Он и был государственный муж при всех своих вельможествованиях, при всех причудах и мыслил широко и по-государственному. Причуды же стали притчею во языцех. По ним его и мерили большею частью, а вовсе не по делам.
Так или иначе, но пустынные пространства оживали под его рукою. Как ожила эта степь, где была заложена новая столица Новороссии — Екатеринослав. Он разлегся на трехстах квадратных верстах, протянувшись вдоль Днепра на двадцать пять верст. Жизнь уже пробивалась на всем этом пространстве покамест еще несильными ростками. Вдоль берега белели домики поселян, куры копались в пыли, на городских выгонах топтался скот.
Дворец Потемкина был все еще недостроен. Но уже поднялись молодые деревца в саду, окружавшем его, отражали солнечные лучи крыши двух оранжерей.
Облачившись в походный мундир зеленого сукна, Потемкин первым делом прошел в оранжереи. Садовник Бауэр торопливо семенил за ним.
Восемь ступенек вниз, вторая дверь, и его охватила прямая нега тропиков. Цвели гранаты и лавры, померанцы и лимоны. Деревца были в силе, и уж кое-где желтыми фонариками светились плоды.
— Созреют ли ананасы, Бауэр? Государыня едет, потчевать ее и министров будем.
— Дюжина непременно созреет, ваша светлость.
— Старайся. Должны мы удивить ее величество.
— Апельсины и лимоны тоже будут к столу государыни, — докладывал садовник. — Худо идут гранаты, но то фрукт капризный и неплодный. Он неба и воздуха требует. А вот финиковые пальмы, как изволите видеть, поднялись под крышу. И уж плоды завязались у некоторых. Однако их долго придется ждать. Прикажите, ваша светлость, завезти сюда еще два улья. Здешних пчел маловато уже.

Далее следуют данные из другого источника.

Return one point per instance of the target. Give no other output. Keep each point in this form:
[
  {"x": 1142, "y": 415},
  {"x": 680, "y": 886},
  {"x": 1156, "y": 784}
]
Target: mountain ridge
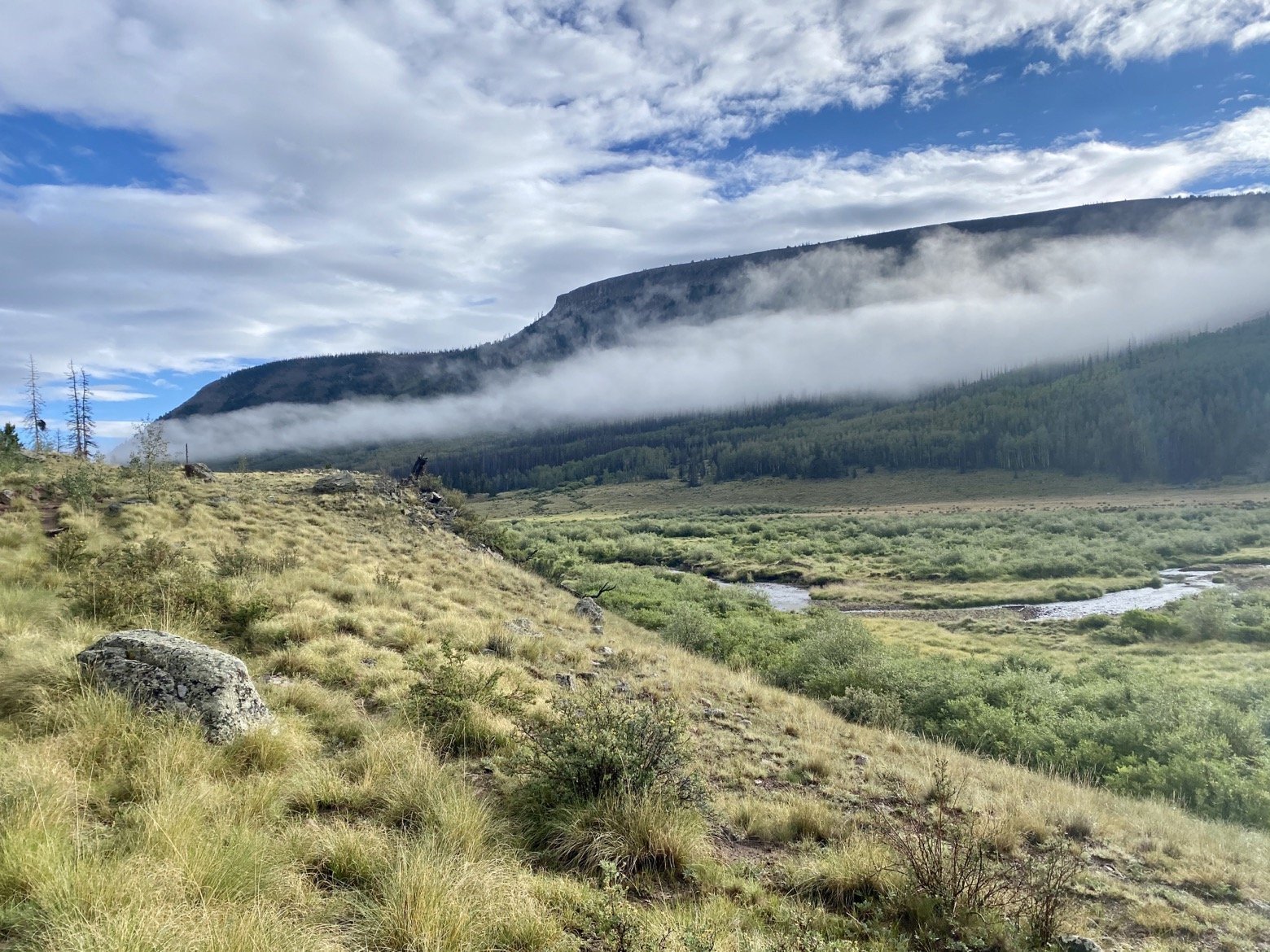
[{"x": 601, "y": 314}]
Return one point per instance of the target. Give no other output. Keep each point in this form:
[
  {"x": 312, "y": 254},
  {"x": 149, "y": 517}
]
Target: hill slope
[
  {"x": 1176, "y": 412},
  {"x": 602, "y": 314},
  {"x": 358, "y": 825}
]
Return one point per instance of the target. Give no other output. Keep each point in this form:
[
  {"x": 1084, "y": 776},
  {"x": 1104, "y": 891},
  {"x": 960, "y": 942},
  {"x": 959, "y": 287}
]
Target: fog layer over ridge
[{"x": 836, "y": 320}]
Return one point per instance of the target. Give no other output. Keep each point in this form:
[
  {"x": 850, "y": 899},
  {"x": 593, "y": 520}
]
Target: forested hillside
[
  {"x": 606, "y": 312},
  {"x": 1180, "y": 410}
]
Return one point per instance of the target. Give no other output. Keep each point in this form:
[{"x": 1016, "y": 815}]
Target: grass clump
[
  {"x": 959, "y": 886},
  {"x": 460, "y": 707},
  {"x": 609, "y": 782}
]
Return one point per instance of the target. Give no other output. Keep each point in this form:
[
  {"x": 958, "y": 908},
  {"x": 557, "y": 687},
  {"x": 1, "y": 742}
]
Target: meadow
[
  {"x": 1168, "y": 704},
  {"x": 430, "y": 786}
]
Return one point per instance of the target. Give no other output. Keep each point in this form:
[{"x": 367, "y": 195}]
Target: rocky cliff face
[{"x": 605, "y": 312}]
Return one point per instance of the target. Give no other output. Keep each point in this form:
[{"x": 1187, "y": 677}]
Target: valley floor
[{"x": 367, "y": 820}]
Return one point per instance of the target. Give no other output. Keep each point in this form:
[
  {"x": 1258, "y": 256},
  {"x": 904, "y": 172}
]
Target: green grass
[{"x": 356, "y": 824}]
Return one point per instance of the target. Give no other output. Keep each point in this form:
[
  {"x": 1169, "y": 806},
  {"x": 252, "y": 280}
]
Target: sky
[{"x": 192, "y": 188}]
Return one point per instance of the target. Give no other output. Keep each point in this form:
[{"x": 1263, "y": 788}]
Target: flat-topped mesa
[{"x": 603, "y": 312}]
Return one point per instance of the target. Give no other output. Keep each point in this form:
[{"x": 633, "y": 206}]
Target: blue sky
[{"x": 186, "y": 190}]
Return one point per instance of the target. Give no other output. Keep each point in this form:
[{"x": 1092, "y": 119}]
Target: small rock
[
  {"x": 565, "y": 680},
  {"x": 163, "y": 672},
  {"x": 338, "y": 482},
  {"x": 592, "y": 612},
  {"x": 1077, "y": 943}
]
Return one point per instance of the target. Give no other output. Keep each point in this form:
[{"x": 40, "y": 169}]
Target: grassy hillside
[{"x": 421, "y": 790}]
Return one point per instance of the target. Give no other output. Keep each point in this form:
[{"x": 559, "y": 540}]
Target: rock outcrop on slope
[{"x": 163, "y": 672}]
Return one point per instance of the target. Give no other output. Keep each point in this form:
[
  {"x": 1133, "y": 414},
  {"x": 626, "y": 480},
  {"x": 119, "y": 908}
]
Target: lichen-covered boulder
[
  {"x": 338, "y": 482},
  {"x": 591, "y": 611},
  {"x": 163, "y": 672}
]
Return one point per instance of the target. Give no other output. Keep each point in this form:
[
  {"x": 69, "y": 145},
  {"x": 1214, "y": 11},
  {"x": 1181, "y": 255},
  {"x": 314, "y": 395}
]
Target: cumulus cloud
[
  {"x": 834, "y": 320},
  {"x": 409, "y": 176}
]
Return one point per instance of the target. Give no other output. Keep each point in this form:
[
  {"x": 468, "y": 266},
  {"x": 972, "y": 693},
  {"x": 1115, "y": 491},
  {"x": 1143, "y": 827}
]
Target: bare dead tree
[
  {"x": 79, "y": 414},
  {"x": 34, "y": 418}
]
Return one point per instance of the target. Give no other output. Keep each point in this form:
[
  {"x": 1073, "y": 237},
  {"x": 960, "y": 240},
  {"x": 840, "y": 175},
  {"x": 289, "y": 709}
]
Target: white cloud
[
  {"x": 106, "y": 394},
  {"x": 360, "y": 174},
  {"x": 831, "y": 321}
]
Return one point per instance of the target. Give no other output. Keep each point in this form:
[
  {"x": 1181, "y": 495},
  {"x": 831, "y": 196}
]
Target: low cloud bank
[{"x": 831, "y": 321}]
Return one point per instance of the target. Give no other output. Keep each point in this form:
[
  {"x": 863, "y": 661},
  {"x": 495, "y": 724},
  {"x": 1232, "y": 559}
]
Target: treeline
[{"x": 1180, "y": 410}]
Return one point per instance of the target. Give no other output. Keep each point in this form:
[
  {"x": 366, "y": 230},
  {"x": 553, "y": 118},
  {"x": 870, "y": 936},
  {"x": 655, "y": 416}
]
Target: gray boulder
[
  {"x": 338, "y": 482},
  {"x": 592, "y": 612},
  {"x": 163, "y": 672}
]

— Экий сад эдемский, — радовался Потемкин. — Отдохновение средь худой зимы.
— В самом деле благодать, ваша светлость, — поддакнул шедший позади Попов.
— Про ульи слышал? Чтоб непременно вскорости доставили! — распорядился Потемкин. — В чем еще у тебя нужда, Бауэр?
— Лучший помет голубиный, — промямлил садовник, — да где его взять… Для плодоносности почвы здешней.
— Прикажу — достанут, — убежденно пророкотал Потемкин. — Ты не стесняйся, говори, что надобно. Здешнюю красоту питать надо щедро, ничего для нее не жалея.